Principle:Treeverse LakeFS GC Metadata Preparation
| Knowledge Sources | |
|---|---|
| Domains | Storage_Management, Data_Lifecycle |
| Last Updated | 2026-02-08 00:00 GMT |
Overview
GC metadata preparation identifies expired commits and their associated physical addresses, producing structured output files that drive the subsequent garbage collection deletion phase.
Description
Before any objects can be safely deleted from the underlying object storage, the system must determine which objects are still needed and which are eligible for removal. This is the metadata preparation phase of the garbage collection pipeline.
The preparation process works by:
- Enumerating all branches in the repository and their configured retention periods
- Walking the commit graph for each branch to identify commits whose age exceeds the branch's retention window
- Collecting physical addresses referenced exclusively by expired commits (i.e., addresses not referenced by any still-alive commit on any branch)
- Writing the results to structured files (CSV for commits, Parquet for addresses) in a well-known location on the repository's backing object storage
The output of this phase is a self-contained dataset that the downstream Spark GC job can consume independently. This includes:
- A commits CSV listing which commits are alive and which are expired
- An addresses file listing the physical storage paths of objects to be deleted
- A run ID that uniquely identifies this preparation run, used to correlate with the Spark job
This phase is deliberately read-only with respect to the object store's data objects.

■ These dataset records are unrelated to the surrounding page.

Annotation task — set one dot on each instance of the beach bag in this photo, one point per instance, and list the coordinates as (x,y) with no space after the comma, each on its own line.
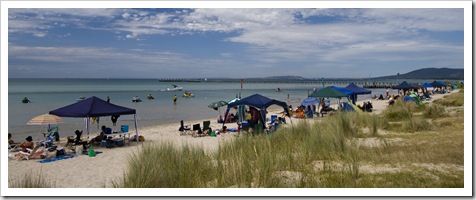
(133,138)
(60,152)
(91,152)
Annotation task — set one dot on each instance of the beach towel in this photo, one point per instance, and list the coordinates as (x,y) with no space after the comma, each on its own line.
(232,129)
(56,159)
(87,153)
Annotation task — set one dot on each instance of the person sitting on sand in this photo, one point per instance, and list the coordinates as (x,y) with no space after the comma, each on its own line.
(100,137)
(76,140)
(368,106)
(391,101)
(11,143)
(28,144)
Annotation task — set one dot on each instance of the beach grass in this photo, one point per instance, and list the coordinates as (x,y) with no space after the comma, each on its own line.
(405,146)
(30,180)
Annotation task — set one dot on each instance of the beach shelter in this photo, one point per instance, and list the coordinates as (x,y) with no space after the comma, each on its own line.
(417,99)
(442,84)
(94,107)
(329,92)
(409,98)
(343,90)
(45,119)
(259,102)
(356,90)
(438,84)
(427,85)
(310,101)
(405,86)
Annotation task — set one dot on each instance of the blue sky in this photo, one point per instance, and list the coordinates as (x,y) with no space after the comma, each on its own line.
(236,43)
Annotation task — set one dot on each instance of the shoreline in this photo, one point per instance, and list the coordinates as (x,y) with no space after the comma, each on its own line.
(97,172)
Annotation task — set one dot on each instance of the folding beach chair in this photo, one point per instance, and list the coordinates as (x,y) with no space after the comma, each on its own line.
(197,131)
(184,129)
(206,126)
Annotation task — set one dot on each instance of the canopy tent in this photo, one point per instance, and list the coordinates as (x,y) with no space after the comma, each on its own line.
(417,99)
(443,84)
(94,107)
(438,84)
(409,98)
(405,86)
(427,85)
(310,101)
(259,102)
(356,90)
(343,90)
(329,92)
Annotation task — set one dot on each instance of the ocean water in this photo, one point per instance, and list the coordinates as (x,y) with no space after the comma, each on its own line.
(49,94)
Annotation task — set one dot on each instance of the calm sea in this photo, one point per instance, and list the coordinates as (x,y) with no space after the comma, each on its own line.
(49,94)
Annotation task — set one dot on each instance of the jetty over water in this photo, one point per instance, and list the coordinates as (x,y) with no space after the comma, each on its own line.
(364,83)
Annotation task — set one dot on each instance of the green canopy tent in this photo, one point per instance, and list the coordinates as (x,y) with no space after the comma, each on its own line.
(329,92)
(417,99)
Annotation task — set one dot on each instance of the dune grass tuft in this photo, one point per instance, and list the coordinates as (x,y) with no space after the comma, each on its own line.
(32,181)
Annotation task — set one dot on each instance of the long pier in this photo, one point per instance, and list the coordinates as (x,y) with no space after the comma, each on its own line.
(365,84)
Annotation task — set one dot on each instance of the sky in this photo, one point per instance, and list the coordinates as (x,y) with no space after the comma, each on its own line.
(234,43)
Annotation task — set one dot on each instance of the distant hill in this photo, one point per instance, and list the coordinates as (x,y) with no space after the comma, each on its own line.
(431,73)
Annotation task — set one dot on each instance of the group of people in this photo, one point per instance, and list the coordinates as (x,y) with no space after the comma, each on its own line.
(303,111)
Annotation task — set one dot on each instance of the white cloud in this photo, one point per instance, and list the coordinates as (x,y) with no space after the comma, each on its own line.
(341,37)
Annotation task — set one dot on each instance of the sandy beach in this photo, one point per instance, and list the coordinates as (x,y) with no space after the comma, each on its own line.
(99,171)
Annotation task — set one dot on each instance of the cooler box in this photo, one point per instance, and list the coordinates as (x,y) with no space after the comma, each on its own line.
(124,128)
(103,143)
(119,142)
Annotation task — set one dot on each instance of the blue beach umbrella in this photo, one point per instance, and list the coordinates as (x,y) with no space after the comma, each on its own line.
(310,101)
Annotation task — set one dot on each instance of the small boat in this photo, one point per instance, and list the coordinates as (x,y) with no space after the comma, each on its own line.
(25,100)
(188,94)
(174,88)
(136,99)
(80,98)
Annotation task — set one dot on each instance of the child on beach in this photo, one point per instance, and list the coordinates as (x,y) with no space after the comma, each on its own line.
(27,144)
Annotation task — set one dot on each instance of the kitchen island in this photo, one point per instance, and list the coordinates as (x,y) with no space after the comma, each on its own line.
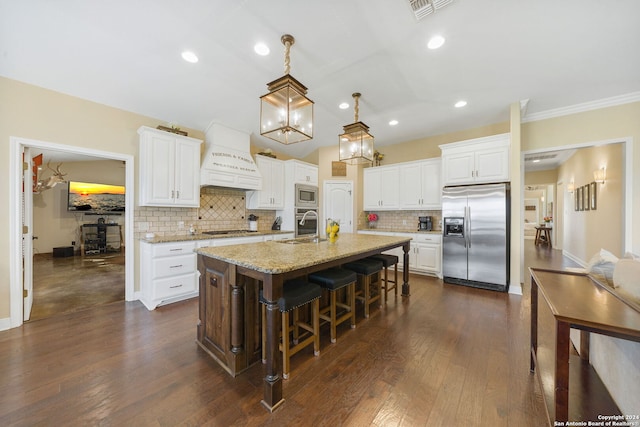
(229,325)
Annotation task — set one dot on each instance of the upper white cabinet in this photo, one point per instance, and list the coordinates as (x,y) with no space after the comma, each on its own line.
(478,160)
(272,194)
(420,185)
(169,169)
(381,188)
(303,173)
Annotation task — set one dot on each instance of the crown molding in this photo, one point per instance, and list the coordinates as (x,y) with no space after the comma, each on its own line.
(585,106)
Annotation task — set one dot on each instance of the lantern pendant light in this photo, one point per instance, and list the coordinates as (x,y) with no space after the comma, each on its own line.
(356,143)
(286,114)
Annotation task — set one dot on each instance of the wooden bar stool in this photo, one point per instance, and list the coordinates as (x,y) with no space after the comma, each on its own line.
(334,279)
(388,261)
(368,271)
(295,294)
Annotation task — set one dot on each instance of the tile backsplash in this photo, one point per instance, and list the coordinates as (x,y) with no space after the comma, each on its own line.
(220,209)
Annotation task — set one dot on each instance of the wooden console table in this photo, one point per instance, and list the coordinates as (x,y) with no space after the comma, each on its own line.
(572,300)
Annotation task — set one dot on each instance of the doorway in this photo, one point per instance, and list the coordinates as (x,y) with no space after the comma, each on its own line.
(21,269)
(338,203)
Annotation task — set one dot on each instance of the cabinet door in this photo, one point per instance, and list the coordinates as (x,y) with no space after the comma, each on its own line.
(372,190)
(458,168)
(187,174)
(411,186)
(158,171)
(432,185)
(427,257)
(389,184)
(492,165)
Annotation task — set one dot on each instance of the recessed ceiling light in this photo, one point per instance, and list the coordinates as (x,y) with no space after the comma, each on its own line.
(435,42)
(261,49)
(189,56)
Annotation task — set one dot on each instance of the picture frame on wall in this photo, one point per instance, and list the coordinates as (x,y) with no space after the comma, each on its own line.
(580,199)
(587,199)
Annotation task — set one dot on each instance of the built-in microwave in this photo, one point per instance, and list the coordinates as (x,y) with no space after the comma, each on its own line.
(306,196)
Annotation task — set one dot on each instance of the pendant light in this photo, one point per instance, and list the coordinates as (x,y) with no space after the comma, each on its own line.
(286,114)
(356,143)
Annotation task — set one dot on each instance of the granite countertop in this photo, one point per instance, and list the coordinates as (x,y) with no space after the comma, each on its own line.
(399,230)
(199,236)
(276,257)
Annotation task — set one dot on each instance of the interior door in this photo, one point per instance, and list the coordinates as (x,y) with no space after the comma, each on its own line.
(338,204)
(27,232)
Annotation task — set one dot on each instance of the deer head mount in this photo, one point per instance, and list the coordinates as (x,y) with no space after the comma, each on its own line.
(56,178)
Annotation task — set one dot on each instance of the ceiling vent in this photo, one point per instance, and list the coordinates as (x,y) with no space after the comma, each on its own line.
(422,8)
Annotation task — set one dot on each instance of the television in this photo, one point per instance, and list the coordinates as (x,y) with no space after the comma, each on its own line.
(94,198)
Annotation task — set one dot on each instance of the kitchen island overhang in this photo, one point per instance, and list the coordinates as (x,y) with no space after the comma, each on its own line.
(229,324)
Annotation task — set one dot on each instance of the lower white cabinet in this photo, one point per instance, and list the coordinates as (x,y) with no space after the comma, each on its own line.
(168,272)
(425,252)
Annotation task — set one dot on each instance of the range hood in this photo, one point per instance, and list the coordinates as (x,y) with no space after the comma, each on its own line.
(227,161)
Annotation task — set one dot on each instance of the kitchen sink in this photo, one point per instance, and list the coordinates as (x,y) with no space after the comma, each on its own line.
(302,240)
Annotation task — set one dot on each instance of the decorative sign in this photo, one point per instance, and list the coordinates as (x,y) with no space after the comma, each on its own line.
(338,169)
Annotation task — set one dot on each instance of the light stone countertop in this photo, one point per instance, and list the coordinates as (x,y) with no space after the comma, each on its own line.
(199,236)
(276,257)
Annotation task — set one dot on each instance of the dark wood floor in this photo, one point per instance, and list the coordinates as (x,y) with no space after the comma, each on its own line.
(447,356)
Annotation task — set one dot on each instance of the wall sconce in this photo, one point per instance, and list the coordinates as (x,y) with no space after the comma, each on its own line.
(600,175)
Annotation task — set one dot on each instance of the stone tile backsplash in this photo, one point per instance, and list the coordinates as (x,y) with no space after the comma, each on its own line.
(220,209)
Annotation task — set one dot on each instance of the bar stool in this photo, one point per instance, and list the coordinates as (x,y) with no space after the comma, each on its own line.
(334,279)
(367,270)
(388,261)
(296,293)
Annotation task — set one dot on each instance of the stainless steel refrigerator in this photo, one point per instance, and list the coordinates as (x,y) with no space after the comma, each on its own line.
(475,236)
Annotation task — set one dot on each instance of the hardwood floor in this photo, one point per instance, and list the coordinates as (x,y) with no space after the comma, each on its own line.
(64,285)
(448,355)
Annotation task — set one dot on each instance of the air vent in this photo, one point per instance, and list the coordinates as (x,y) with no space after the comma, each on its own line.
(422,8)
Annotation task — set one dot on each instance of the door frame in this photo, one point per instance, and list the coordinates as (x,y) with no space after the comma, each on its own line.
(17,145)
(327,182)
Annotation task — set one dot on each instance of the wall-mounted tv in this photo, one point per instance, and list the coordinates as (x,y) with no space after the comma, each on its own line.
(95,198)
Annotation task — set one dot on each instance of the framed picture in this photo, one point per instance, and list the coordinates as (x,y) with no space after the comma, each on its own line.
(580,199)
(587,199)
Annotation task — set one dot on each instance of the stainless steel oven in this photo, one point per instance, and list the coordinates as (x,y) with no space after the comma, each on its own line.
(306,196)
(310,226)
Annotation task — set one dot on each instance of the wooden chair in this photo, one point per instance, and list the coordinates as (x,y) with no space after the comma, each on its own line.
(334,279)
(368,273)
(296,294)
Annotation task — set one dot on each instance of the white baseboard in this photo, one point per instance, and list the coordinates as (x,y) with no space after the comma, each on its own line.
(5,324)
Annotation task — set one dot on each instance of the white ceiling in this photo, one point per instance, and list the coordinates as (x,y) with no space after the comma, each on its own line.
(126,54)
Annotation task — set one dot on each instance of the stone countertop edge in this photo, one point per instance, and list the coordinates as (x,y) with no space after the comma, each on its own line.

It reads metadata (commits, references, manifests) but does not delete anything. Deletion is deferred to the Spark job.
Usage
Trigger metadata preparation when:
- Running the GC pipeline on a schedule (the preparation step always precedes the Spark deletion job)
- Performing a dry run to understand what would be deleted without actually deleting anything
- Debugging GC behavior by inspecting the generated CSV/Parquet files
- Testing retention rule changes before committing to a full GC run
Theoretical Basis
The separation of identification from execution in the GC pipeline follows the classic two-phase pattern used in distributed garbage collection systems:
Phase 1 (Mark): Identify live and dead objects by traversing the reference graph. In lakeFS, this is the metadata preparation step, which walks the commit DAG and determines liveness based on retention rules.
Phase 2 (Sweep): Delete the dead objects. In lakeFS, this is delegated to the Spark job, which performs bulk deletion against the object store.
This separation provides several advantages:
| Advantage | Explanation |
|---|---|
| Scalability | The mark phase runs inside the lakeFS server (which has access to the commit graph), while the sweep phase runs in Spark (which can parallelize deletion across hundreds of executors) |
| Safety | The mark phase output can be inspected before the sweep runs, preventing accidental data loss |
| Idempotency | If the Spark job fails partway through, it can be re-run with the same run ID without re-preparing metadata |
| Auditability | The CSV/Parquet files serve as a permanent record of what was marked for deletion and why |
The use of CSV and Parquet as interchange formats is deliberate: these formats are natively supported by Apache Spark and can be easily inspected with standard data tools (e.g., DuckDB, pandas, AWS Athena).